Una nueva investigación publicada en la revista científica Journal of Personality and Social Psychology sugiere que la información verdadera tiene una ventaja natural sobre la desinformación cuando las personas la evalúan sin la influencia de algoritmos o redes sociales. Este hallazgo cuestiona la idea común de que las mentiras se difunden más fácilmente que los hechos.
El estudio, dirigido por Nicolas Fay de la University of Western Australia, incluyó cuatro experimentos con más de 4,600 participantes. En estas pruebas, las personas debían crear mensajes para persuadir a otros o para captar su atención, basándose en información verdadera, falsa o sin restricciones. Algunos mensajes también fueron generados por la inteligencia artificial GPT-3.5.
Los resultados fueron consistentes: los mensajes veraces fueron considerados más persuasivos, más interesantes y con mayor probabilidad de ser compartidos. Por el contrario, los mensajes falsos no solo resultaron menos convincentes, sino que en algunos casos provocaron que los lectores creyeran menos en lo que afirmaban. Esto sugiere que las personas tienden a confiar más en la información precisa y responden mejor a ella.
Sin embargo, el estudio también encontró que la decisión de compartir un mensaje no depende únicamente de si es verdadero o falso. Las personas suelen compartir contenido que les genera emociones positivas o que facilita la interacción social, como iniciar conversaciones o reforzar vínculos con otros.
Otro hallazgo llamativo fue que los mensajes generados por inteligencia artificial fueron evaluados como más persuasivos y más fáciles de compartir que los escritos por humanos, especialmente cuando la IA recibió instrucciones de producir contenido veraz. Además, cuando los participantes tenían libertad para escribir mensajes persuasivos, la mayoría tendía a ser honesta de forma natural, lo que indica una inclinación humana hacia la verdad al comunicar información.
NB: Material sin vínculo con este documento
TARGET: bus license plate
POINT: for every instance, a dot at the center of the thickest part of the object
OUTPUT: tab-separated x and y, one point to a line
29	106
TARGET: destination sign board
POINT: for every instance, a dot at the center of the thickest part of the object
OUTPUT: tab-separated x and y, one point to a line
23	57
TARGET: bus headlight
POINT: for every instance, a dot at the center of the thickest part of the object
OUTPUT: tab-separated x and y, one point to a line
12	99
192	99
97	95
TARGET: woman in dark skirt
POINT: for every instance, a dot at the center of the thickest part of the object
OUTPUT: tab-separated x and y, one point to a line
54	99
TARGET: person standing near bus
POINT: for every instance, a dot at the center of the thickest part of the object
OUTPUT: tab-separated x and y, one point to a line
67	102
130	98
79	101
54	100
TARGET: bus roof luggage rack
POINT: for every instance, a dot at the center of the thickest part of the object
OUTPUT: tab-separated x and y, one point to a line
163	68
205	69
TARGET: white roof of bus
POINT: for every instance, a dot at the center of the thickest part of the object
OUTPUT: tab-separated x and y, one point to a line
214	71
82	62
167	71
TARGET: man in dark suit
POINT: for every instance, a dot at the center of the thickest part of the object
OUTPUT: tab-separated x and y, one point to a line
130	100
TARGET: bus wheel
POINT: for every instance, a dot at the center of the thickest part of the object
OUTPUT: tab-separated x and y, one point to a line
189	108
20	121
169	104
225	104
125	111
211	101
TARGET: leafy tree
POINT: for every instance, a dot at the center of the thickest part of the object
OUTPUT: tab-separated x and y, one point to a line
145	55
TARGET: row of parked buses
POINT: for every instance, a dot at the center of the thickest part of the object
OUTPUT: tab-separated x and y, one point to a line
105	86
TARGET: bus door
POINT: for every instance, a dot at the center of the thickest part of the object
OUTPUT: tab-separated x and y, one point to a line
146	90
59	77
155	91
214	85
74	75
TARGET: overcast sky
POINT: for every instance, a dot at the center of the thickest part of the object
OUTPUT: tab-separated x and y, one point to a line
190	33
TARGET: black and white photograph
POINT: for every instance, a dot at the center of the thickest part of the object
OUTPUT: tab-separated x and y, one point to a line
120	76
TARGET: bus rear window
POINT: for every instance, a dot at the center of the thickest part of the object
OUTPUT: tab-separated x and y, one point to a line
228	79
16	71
Los investigadores concluyen que, en condiciones normales, las personas están predispuestas a crear y aceptar información verdadera. También señalan que gran parte de la desinformación en internet proviene de un pequeño grupo de usuarios que la difunden masivamente, más que de una preferencia general del público por las mentiras.
No obstante, el estudio reconoce limitaciones: los experimentos se realizaron en entornos controlados y con participantes principalmente occidentales y con estudios superiores, por lo que los resultados podrían variar en contextos reales y en otras poblaciones. Aun así, la investigación aporta evidencia de que la verdad puede ser tan o más atractiva que la desinformación, especialmente cuando no intervienen los algoritmos de las plataformas digitales.
Referencias:
Título: Truth Over Falsehood: Experimental Evidence on What Persuades and Spreads.
Autores: Nicolas Fay, Keith J. Ransom, Bradley Walker, Piers DL Howe, Andrew Perfors y Yoshihisa Kashima.
Publicado en: Journal of Personality and Social Psychology.